IoT is about being connected — to our devices, to our work, and to other people. A great example is everyone’s favorite coffee giant, Starbucks. With over 24,000 stores in 70 countries, what was once just a cup of coffee has paved the way for a great Worker Experience. Starbucks has all the makings of a connected workplace: a gamification tool (the app-savvy gold-star reward system), a multi-pronged approach to ordering and serving (i.e., drive-thru, walk-in, mobile ordering… the list goes on), and of course, a “smart” environment for baristas.

What I mean by “smart” is that Starbucks doesn’t stop at a cool app for customers; they already employ IoT in their stores to optimize manual processes, which in turn helps workers work more efficiently and deliver a better Customer Experience. For instance, Starbucks uses warming ovens that are updated over the internet to heat their food, so, as Starbucks CTO Gerri Martin-Flickinger says, “… When a new food product is introduced to the store, it will instantly be heated to the right temperature in every location, with no learning curve.” So you get your coffee cake toasted perfectly and the person serving you can get to the next person without delay.

Happy workers = happy customers

Starbucks is beloved by many, and it’s not just because they’re a big brand. My mother, a woman I’d argue is single-handedly responsible for keeping Starbucks in business, doesn’t just go to Starbucks simply because there’s one on every corner. She goes because they have employees who know her name, who can systematically brew perfect no-foam lattes — who serve her better than their competitors because their technology serves them better. It’s not luck; happy customers like my mother are almost always the result of a great Worker Experience, and inclusion of revolutionary technology is a big part of that.

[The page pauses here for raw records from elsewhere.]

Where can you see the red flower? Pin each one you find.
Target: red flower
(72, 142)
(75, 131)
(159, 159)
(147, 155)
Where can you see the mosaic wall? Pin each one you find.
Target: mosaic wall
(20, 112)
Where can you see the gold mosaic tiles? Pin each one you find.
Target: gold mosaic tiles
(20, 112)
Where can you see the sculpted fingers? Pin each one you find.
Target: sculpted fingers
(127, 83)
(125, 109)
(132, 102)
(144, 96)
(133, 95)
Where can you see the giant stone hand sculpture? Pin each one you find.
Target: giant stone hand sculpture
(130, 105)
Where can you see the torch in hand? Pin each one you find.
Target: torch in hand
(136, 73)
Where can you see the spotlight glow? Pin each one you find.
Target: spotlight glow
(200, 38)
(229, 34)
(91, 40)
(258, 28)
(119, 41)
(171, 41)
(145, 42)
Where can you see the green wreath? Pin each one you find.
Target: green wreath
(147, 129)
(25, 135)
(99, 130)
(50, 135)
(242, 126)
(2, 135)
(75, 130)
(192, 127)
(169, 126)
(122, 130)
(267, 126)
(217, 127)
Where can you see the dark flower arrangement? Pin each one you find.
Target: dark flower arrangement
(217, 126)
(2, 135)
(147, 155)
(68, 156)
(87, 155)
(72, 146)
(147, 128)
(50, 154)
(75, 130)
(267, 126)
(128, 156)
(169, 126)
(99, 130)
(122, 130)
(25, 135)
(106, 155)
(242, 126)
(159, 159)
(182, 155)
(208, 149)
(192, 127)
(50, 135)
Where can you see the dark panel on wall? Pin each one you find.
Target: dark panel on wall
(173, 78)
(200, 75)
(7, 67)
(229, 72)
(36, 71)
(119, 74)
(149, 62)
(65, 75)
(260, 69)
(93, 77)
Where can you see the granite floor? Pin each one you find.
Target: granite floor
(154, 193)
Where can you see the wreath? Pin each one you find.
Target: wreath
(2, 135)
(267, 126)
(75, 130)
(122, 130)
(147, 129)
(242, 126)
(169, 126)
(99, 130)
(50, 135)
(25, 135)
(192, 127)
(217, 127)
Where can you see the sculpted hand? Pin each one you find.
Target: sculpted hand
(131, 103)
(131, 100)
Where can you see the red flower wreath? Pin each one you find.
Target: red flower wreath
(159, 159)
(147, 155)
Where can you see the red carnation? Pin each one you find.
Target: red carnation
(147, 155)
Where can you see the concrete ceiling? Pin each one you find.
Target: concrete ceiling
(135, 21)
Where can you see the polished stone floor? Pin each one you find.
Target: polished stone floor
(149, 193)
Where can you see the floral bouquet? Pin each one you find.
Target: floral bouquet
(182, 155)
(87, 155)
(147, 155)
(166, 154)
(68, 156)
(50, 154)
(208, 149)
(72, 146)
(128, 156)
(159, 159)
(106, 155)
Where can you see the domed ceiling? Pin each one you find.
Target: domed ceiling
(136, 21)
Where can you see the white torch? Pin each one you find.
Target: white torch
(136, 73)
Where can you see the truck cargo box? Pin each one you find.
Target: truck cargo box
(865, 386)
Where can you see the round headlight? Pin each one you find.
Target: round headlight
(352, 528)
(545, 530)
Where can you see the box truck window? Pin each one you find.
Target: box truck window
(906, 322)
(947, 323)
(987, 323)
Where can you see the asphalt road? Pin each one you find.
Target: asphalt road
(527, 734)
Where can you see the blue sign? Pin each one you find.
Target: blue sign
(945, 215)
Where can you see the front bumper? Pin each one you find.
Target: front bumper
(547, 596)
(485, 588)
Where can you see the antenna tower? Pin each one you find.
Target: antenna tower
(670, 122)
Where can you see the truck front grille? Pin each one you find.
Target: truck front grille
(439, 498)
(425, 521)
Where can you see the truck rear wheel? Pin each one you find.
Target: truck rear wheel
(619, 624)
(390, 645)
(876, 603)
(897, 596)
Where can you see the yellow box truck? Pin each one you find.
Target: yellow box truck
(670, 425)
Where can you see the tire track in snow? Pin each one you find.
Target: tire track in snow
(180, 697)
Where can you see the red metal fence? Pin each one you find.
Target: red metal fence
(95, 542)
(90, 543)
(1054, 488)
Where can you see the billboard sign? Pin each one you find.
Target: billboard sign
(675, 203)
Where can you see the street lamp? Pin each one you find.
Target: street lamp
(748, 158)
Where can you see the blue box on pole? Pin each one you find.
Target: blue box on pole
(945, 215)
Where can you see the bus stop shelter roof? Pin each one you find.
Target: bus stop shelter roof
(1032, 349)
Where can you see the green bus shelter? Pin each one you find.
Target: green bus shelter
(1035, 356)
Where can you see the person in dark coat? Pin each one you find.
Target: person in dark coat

Aside from taking much of the guesswork out of a morning rush and allowing store managers, shift managers, baristas, and those at the register to provide more strategic value (or, at the very least, heat more breakfast sandwiches in less time), IoT provides another benefit to those in charge of ordering, selling, and serving. Martin-Flickinger says, “With about 90 million transactions per week we know a lot about what people are buying, where they’re buying, and how they’re buying. If we combine that information with other data like weather, promotions, inventory, insights into local events, we can actually provide better, personalized service for customers.”

What workers need now

If your store manager, sales associate, or field worker, has real-time data on what to order, when to order, and why, that equates to more time they can spend providing a human element to the Customer Experience. IoT doesn’t just connect devices to one another; it helps tether workers to the task at hand. Simplified processes allow for greater productivity, a more enjoyable employee journey, and personalized interactions at every customer touchpoint.